Couple claim to see, hear eerie things in Victorian
By Kelly Barbazette
The South Valley has plenty of ghostly folklore passed down through generations. During Halloween, it’s fun to tell tales of specters from beyond.
Good spirits seem to be afoot at a home near Gilroy’s downtown. J. Chris and Larry Mickartz love their Queen Ann Victorian farmhouse, originally built in 1885. They’ve welcomed guests from 2006 to 2013 when it was a bed and breakfast.
One morning while making breakfast for guests, Larry chatted with a couple visiting from San Francisco.
“Just out of the blue, she said, ‘You have very good spirits here,’” Larry recalled.
The casual comment confirmed what he and J. Chris had suspected. Shortly after Larry moved into the home in 1996, things mysteriously began breaking.
“All of a sudden, all kinds of funky little things started happening,” Larry said.
An interior pipe on the second story leaked causing the ceiling to have to be replaced.
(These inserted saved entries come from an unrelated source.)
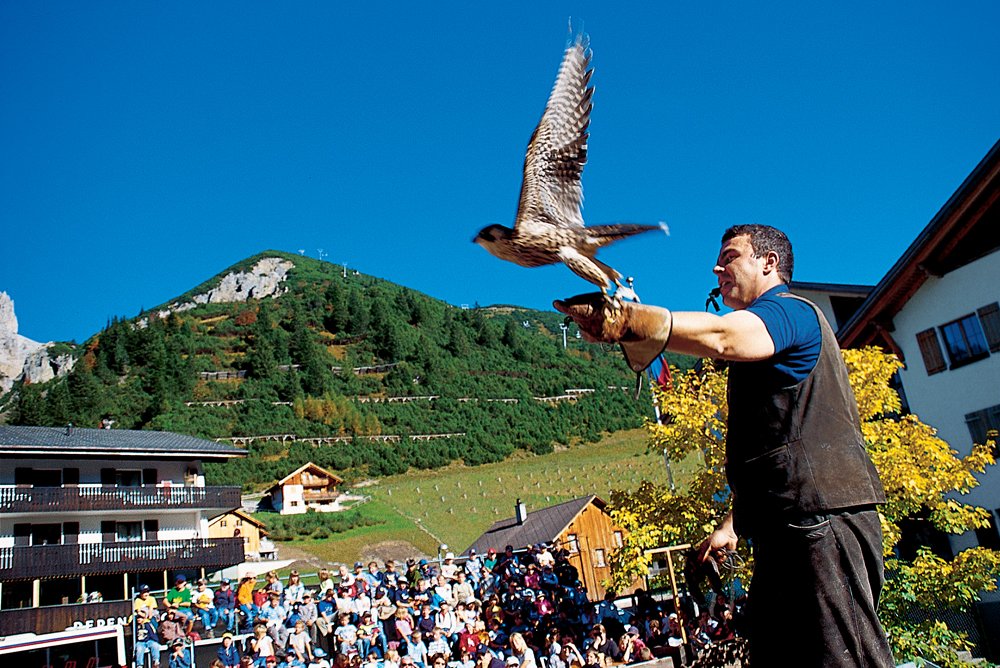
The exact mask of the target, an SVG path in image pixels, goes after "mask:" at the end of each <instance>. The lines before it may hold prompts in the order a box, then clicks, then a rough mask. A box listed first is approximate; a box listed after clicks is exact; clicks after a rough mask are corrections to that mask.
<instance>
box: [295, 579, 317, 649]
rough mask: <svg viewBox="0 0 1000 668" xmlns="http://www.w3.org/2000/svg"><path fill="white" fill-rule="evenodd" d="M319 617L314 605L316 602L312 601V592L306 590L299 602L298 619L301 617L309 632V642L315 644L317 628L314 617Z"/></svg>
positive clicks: (314, 618)
mask: <svg viewBox="0 0 1000 668" xmlns="http://www.w3.org/2000/svg"><path fill="white" fill-rule="evenodd" d="M318 617H319V608H317V607H316V603H315V602H314V601H313V595H312V592H310V591H308V590H307V591H306V592H305V593H304V594H302V603H300V604H299V619H301V620H302V621H303V622H304V623H305V625H306V633H308V634H309V642H311V643H312V644H313V646H314V647H315V646H316V642H317V640H318V630H317V628H316V619H317V618H318Z"/></svg>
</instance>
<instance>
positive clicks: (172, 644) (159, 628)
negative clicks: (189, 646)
mask: <svg viewBox="0 0 1000 668" xmlns="http://www.w3.org/2000/svg"><path fill="white" fill-rule="evenodd" d="M190 624H191V622H190V621H189V620H188V618H187V616H185V615H184V614H183V613H181V612H179V611H178V609H177V608H175V607H171V608H168V609H167V614H166V617H164V618H163V619H162V620H160V628H159V633H160V640H162V641H163V642H164V643H166V644H167V645H171V646H172V645H173V642H174V641H175V640H183V639H184V638H185V637H187V635H188V632H189V631H190V629H191V626H190Z"/></svg>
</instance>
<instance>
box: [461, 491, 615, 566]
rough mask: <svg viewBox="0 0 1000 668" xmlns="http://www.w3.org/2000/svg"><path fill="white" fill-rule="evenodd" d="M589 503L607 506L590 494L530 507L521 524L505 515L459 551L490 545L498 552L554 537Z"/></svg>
mask: <svg viewBox="0 0 1000 668" xmlns="http://www.w3.org/2000/svg"><path fill="white" fill-rule="evenodd" d="M591 503H593V504H594V505H595V506H597V507H598V508H599V509H600V510H602V511H603V510H604V509H605V508H607V505H608V504H606V503H605V502H604V501H602V500H601V499H600V498H599V497H597V496H594V495H593V494H591V495H590V496H581V497H579V498H576V499H572V500H571V501H566V502H564V503H559V504H556V505H554V506H549V507H548V508H542V509H541V510H533V511H531V512H530V513H528V516H527V518H525V520H524V524H518V523H517V518H516V517H508V518H507V519H503V520H500V521H498V522H494V523H493V526H491V527H490V528H489V529H487V530H486V532H485V533H483V535H482V536H480V537H479V538H477V539H476V542H474V543H473V544H472V545H470V546H469V547H468V549H466V551H465V552H464V553H463V554H468V553H469V551H470V550H472V549H475V550H476V552H478V553H480V554H482V553H483V552H486V551H487V550H488V549H490V548H491V547H492V548H494V549H495V550H496V551H497V552H502V551H503V549H504V547H506V546H507V545H513V546H514V548H515V549H517V548H521V547H524V546H525V545H534V544H535V543H547V542H549V541H552V540H555V539H556V538H558V536H559V534H561V533H562V532H563V530H565V529H566V527H568V526H569V525H570V523H571V522H572V521H573V520H574V519H576V517H577V515H579V514H580V513H581V512H583V509H584V508H586V507H587V506H588V505H590V504H591Z"/></svg>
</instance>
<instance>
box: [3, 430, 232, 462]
mask: <svg viewBox="0 0 1000 668" xmlns="http://www.w3.org/2000/svg"><path fill="white" fill-rule="evenodd" d="M123 454H128V455H132V456H135V457H148V458H157V459H164V458H166V459H170V458H180V457H183V458H190V457H197V458H200V459H228V458H230V457H246V454H247V453H246V451H245V450H241V449H240V448H237V447H234V446H232V445H229V444H226V443H216V442H215V441H208V440H205V439H203V438H195V437H194V436H186V435H184V434H174V433H172V432H167V431H139V430H130V429H82V428H80V427H73V428H72V429H70V428H68V427H22V426H17V425H0V457H4V456H7V457H9V456H18V457H21V456H25V455H50V456H51V455H60V456H75V457H78V456H121V455H123Z"/></svg>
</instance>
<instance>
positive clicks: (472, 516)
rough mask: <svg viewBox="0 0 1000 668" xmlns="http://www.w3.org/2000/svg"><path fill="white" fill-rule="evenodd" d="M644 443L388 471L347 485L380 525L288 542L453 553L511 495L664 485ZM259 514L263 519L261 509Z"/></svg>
mask: <svg viewBox="0 0 1000 668" xmlns="http://www.w3.org/2000/svg"><path fill="white" fill-rule="evenodd" d="M646 445H647V439H646V432H645V430H642V429H635V430H630V431H624V432H619V433H617V434H614V435H611V436H608V437H606V438H604V439H602V440H601V441H600V442H598V443H589V444H580V445H578V446H576V447H573V448H568V449H563V450H560V451H558V452H553V453H551V454H547V455H530V454H521V455H518V456H515V457H512V458H510V459H508V460H507V461H504V462H502V463H496V464H487V465H483V466H478V467H467V466H460V465H453V466H451V467H448V468H446V469H440V470H436V471H419V472H411V473H409V474H407V475H396V476H388V477H386V478H383V479H381V480H378V481H375V483H374V484H366V485H364V486H363V487H360V488H356V489H354V490H351V493H357V494H365V495H369V496H370V497H371V499H372V501H371V502H369V503H367V504H365V505H362V506H360V512H361V513H362V514H363V515H365V516H367V517H371V518H372V519H377V520H384V521H385V523H384V524H381V525H378V526H369V527H360V528H357V529H352V530H350V531H347V532H345V533H343V534H338V535H337V537H336V538H333V539H330V540H299V541H292V542H291V545H293V546H294V547H296V548H297V549H301V550H304V551H306V552H308V553H309V554H311V555H314V556H315V557H316V558H317V559H318V560H319V561H320V562H321V563H325V562H334V563H337V562H342V563H349V562H352V561H355V560H356V559H359V558H365V557H370V556H373V555H383V554H386V553H388V554H393V553H394V552H393V550H392V549H388V550H387V549H385V547H384V546H386V545H391V546H393V547H396V548H398V547H399V546H398V543H408V544H410V545H412V546H413V550H414V552H421V553H423V554H434V553H435V551H436V548H437V545H439V544H440V543H445V544H447V545H449V546H451V547H452V548H453V549H455V551H456V552H459V551H462V550H464V549H465V548H466V547H468V546H469V545H470V544H472V542H473V541H474V540H475V539H476V538H478V537H479V535H480V534H482V532H483V531H485V530H486V529H487V528H488V527H489V526H490V525H491V524H492V523H493V522H495V521H496V520H498V519H503V518H506V517H512V516H513V514H514V503H515V501H516V500H517V499H521V500H522V501H524V502H525V503H526V504H527V506H528V512H529V514H530V513H531V511H532V510H536V509H539V508H544V507H547V506H551V505H555V504H556V503H560V502H562V501H567V500H569V499H572V498H576V497H579V496H584V495H588V494H597V495H598V496H600V497H601V498H603V499H605V500H607V499H608V498H610V491H611V490H612V489H634V488H635V487H637V486H638V484H639V482H640V481H642V480H644V479H645V480H652V481H656V482H659V483H661V484H665V483H666V481H667V473H666V469H665V467H664V463H663V458H662V456H660V455H659V454H655V453H647V452H646ZM693 466H694V462H693V461H692V462H691V463H690V464H685V465H684V466H682V467H680V468H678V467H676V465H675V468H674V478H675V480H677V481H679V482H683V480H684V479H686V477H687V475H688V472H689V471H690V470H691V468H692V467H693ZM442 499H443V500H442ZM259 516H260V517H261V518H262V519H264V520H265V521H267V519H268V515H267V514H262V515H259ZM418 520H419V521H418ZM404 552H405V549H404Z"/></svg>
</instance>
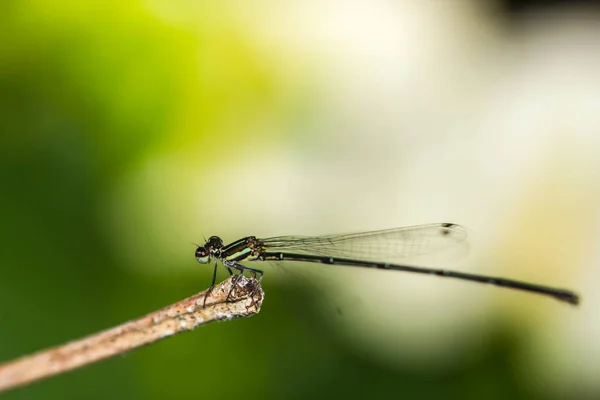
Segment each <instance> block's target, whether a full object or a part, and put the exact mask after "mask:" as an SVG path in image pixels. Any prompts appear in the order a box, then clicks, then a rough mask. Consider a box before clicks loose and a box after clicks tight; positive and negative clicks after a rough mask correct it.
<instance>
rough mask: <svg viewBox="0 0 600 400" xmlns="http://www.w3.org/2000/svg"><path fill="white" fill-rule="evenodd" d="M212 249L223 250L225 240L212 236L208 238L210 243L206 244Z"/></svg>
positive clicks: (217, 236)
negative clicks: (220, 248) (217, 249)
mask: <svg viewBox="0 0 600 400" xmlns="http://www.w3.org/2000/svg"><path fill="white" fill-rule="evenodd" d="M206 243H207V244H208V245H210V246H211V247H216V248H221V247H223V240H222V239H221V238H220V237H218V236H211V237H210V238H208V242H206Z"/></svg>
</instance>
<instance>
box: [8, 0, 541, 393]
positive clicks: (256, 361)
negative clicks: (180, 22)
mask: <svg viewBox="0 0 600 400" xmlns="http://www.w3.org/2000/svg"><path fill="white" fill-rule="evenodd" d="M201 7H203V8H205V9H204V10H203V11H202V12H201V13H199V14H200V15H201V16H200V17H199V22H198V26H197V29H191V28H190V29H184V28H182V27H180V26H177V25H175V24H170V23H169V22H168V21H166V20H164V19H161V18H159V17H157V16H156V14H155V13H153V12H152V11H151V10H149V8H148V7H147V4H146V3H145V2H138V1H132V2H115V1H85V2H75V1H67V2H55V1H42V0H38V1H12V0H6V1H2V2H1V3H0V121H1V124H2V128H1V133H0V182H1V187H0V192H1V195H0V219H1V224H0V360H2V361H4V360H9V359H12V358H15V357H19V356H22V355H25V354H28V353H31V352H35V351H37V350H40V349H43V348H46V347H48V346H53V345H57V344H60V343H64V342H66V341H68V340H71V339H75V338H78V337H81V336H84V335H87V334H90V333H93V332H96V331H98V330H102V329H106V328H109V327H111V326H113V325H115V324H118V323H121V322H124V321H126V320H128V319H132V318H135V317H138V316H140V315H143V314H144V313H147V312H149V311H152V310H154V309H157V308H160V307H163V306H165V305H167V304H170V303H172V302H174V301H177V300H179V299H181V298H184V297H187V296H189V295H191V294H193V293H196V292H198V291H200V290H202V289H203V288H204V287H206V285H207V283H208V282H209V279H210V272H209V271H208V272H207V271H204V270H202V272H200V271H201V270H200V269H197V270H196V269H192V268H190V267H189V265H188V264H192V263H194V260H193V259H192V258H191V256H190V258H188V259H187V261H181V262H180V260H179V259H177V260H175V261H171V262H170V263H171V264H170V265H169V261H168V260H161V262H163V261H165V262H163V265H162V267H163V268H164V270H165V271H173V273H172V274H171V273H164V274H163V275H161V276H160V277H159V276H154V275H145V274H142V273H139V272H138V271H137V270H135V269H131V268H129V266H128V265H127V260H126V258H123V257H121V256H120V255H119V254H118V252H117V250H115V247H114V238H112V237H111V232H112V231H110V230H107V229H106V221H105V220H104V215H105V214H104V212H103V210H104V207H105V202H106V201H108V200H107V197H106V196H107V193H109V192H111V191H112V190H113V189H112V188H113V187H114V186H115V185H118V184H120V179H121V177H122V176H123V174H124V173H126V172H127V171H128V170H129V169H130V168H132V167H134V166H136V165H138V164H139V163H140V162H141V160H143V159H144V158H145V157H146V156H147V155H148V154H157V153H161V152H166V151H169V150H171V149H174V148H182V147H183V148H185V146H186V145H187V144H188V143H190V142H192V141H193V142H195V143H197V142H200V143H204V144H205V145H206V147H207V148H208V147H210V143H211V142H212V141H213V140H214V139H215V138H214V136H213V135H214V133H213V132H215V131H218V130H222V129H223V127H227V126H230V125H231V124H232V123H235V124H242V125H243V124H244V123H247V121H249V120H250V121H251V120H252V119H253V118H258V117H257V113H256V112H255V111H256V110H257V109H258V108H260V109H269V107H270V106H272V105H274V104H275V102H274V100H273V99H274V97H276V96H279V95H280V93H279V92H278V90H281V88H280V86H281V85H282V83H281V82H280V81H279V80H280V79H281V77H278V76H274V75H272V74H271V73H270V72H269V70H268V69H266V68H262V67H261V60H260V56H259V55H258V53H256V52H254V50H253V49H252V44H251V42H249V41H248V40H247V39H246V38H245V37H244V36H243V34H242V32H241V31H239V30H236V25H235V23H234V22H232V21H228V20H227V18H225V17H222V16H221V15H220V12H221V11H222V10H220V9H219V7H218V6H212V7H209V6H208V5H203V6H201ZM215 37H218V38H219V41H218V42H215V41H214V38H215ZM273 112H280V110H279V111H278V110H275V111H273ZM282 114H285V113H284V112H282ZM232 121H234V122H232ZM236 140H237V137H236V136H235V135H233V136H227V137H223V141H224V142H223V141H221V145H222V146H224V147H227V146H228V145H231V144H233V143H235V141H236ZM260 140H266V141H278V140H286V138H285V137H278V136H276V135H273V136H271V137H262V138H260ZM197 157H198V163H199V164H198V166H199V167H200V168H202V167H204V168H205V169H208V168H210V163H211V160H212V159H214V157H216V155H215V154H214V153H213V152H210V151H207V152H206V153H204V154H198V155H197ZM122 218H123V219H122V220H120V221H118V224H120V225H122V226H123V227H124V228H123V229H127V228H126V227H127V226H128V224H130V221H128V220H127V216H123V217H122ZM232 223H233V222H232ZM145 234H148V233H143V232H140V235H145ZM190 239H192V238H190ZM147 250H148V252H151V251H152V249H147ZM191 251H192V248H191V247H190V248H189V252H190V255H191ZM183 264H185V265H183ZM193 267H194V268H195V266H193ZM182 271H183V272H182ZM310 287H311V286H310V283H309V282H304V281H302V280H296V281H293V282H290V283H279V284H276V283H270V284H269V283H265V290H266V300H265V304H264V306H263V310H262V312H261V313H260V314H258V315H257V316H255V317H253V318H250V319H244V320H237V321H233V322H229V323H218V324H212V325H209V326H206V327H203V328H201V329H199V330H197V331H194V332H191V333H187V334H183V335H180V336H177V337H174V338H170V339H168V340H165V341H163V342H160V343H157V344H154V345H152V346H149V347H146V348H143V349H140V350H138V351H135V352H133V353H131V354H127V355H125V356H123V357H118V358H114V359H110V360H107V361H104V362H101V363H98V364H96V365H92V366H89V367H86V368H84V369H81V370H77V371H75V372H71V373H68V374H66V375H63V376H59V377H55V378H52V379H49V380H46V381H43V382H41V383H36V384H34V385H32V386H30V387H27V388H23V389H19V390H15V391H12V392H10V393H8V394H6V395H5V397H3V398H6V399H44V400H50V399H80V398H86V399H107V398H111V399H164V398H172V399H190V398H192V399H193V398H244V399H253V398H291V399H303V398H312V399H317V398H339V397H343V398H346V399H352V398H386V399H390V398H422V399H425V398H445V399H480V398H489V399H508V398H511V399H519V398H529V397H530V396H531V393H529V391H528V390H529V389H528V387H527V385H524V383H523V382H524V378H523V376H522V375H520V374H522V373H523V372H522V370H520V369H519V367H518V366H517V364H516V362H515V361H514V359H513V355H514V354H515V352H517V351H518V349H519V347H520V346H522V345H523V343H522V342H521V341H520V340H519V339H518V337H519V335H518V334H517V332H515V331H513V330H512V328H510V325H504V324H502V323H499V324H498V325H496V326H494V327H493V329H491V330H490V331H489V338H488V340H487V344H486V345H485V346H483V347H478V348H476V349H475V350H474V349H472V353H468V354H464V355H462V357H463V360H464V359H468V360H469V361H468V362H464V361H461V362H460V363H457V364H456V366H453V365H455V363H454V362H453V360H448V362H447V363H446V366H445V367H440V368H432V369H429V370H427V369H422V368H421V369H417V370H413V369H412V368H411V366H410V364H402V363H401V362H400V363H399V365H400V366H390V365H385V364H382V363H379V362H378V361H376V360H374V359H372V358H370V357H368V354H365V353H362V352H359V351H357V350H356V349H355V348H354V347H353V346H352V345H350V344H349V343H348V342H347V341H346V340H345V339H343V338H341V337H340V336H339V334H338V333H336V332H334V331H333V330H332V329H331V324H332V321H331V317H330V316H327V315H323V314H321V313H319V312H318V310H317V309H318V307H319V306H318V305H317V304H315V303H314V302H313V301H312V299H313V298H314V297H315V296H316V295H315V293H314V292H313V289H310ZM333 323H335V322H333ZM407 323H410V322H409V321H407ZM477 349H478V350H477Z"/></svg>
Electrical plugs stopped working. A toilet flushed by itself a few times.
And one night after falling asleep, Larry woke up and saw a dark silhouette in the doorway of their bedroom.
“Sure as can be, there was something there, like a shadow. It was very clear. My first thought was that’s just Jim,” Larry said.
Jim was J. Chris’ first husband who died in 1995. The couple would joke that Jim is back, J. Chris said.
“There’s never been a malicious or scary thing,” Larry said.
“He just kept messing with things,” J. Chris said, laughing.
After less than a year, the disturbances stopped.
“It was almost like he was making sure that Larry would take care of the house,” J. Chris said.
She said to this day she’ll get in her car and she’ll think of Jim for some reason and his favorite song will come on the radio.
“I get a kick out of it when it happens,” she said. “In my mind you choose to believe what you want to believe.”
Mysterious happenings have occurred at Yolked Restaurant in Morgan Hill, recalled Joleen Hensley, who has worked at the restaurant on and off for the past 17 years.
“Strange things would happen like a loaf of bread would fly off the shelf even though no one was around,” she said.
She recalls other inexplicable things like loose change appearing when customers weren’t in the restaurant.
Hensley said there hasn’t been as much activity lately. “Maybe because we’re busy so it’s not noticeable.”
She explained the restaurant used to be open all day and there would be quiet times in the late afternoon when eerie things would happen.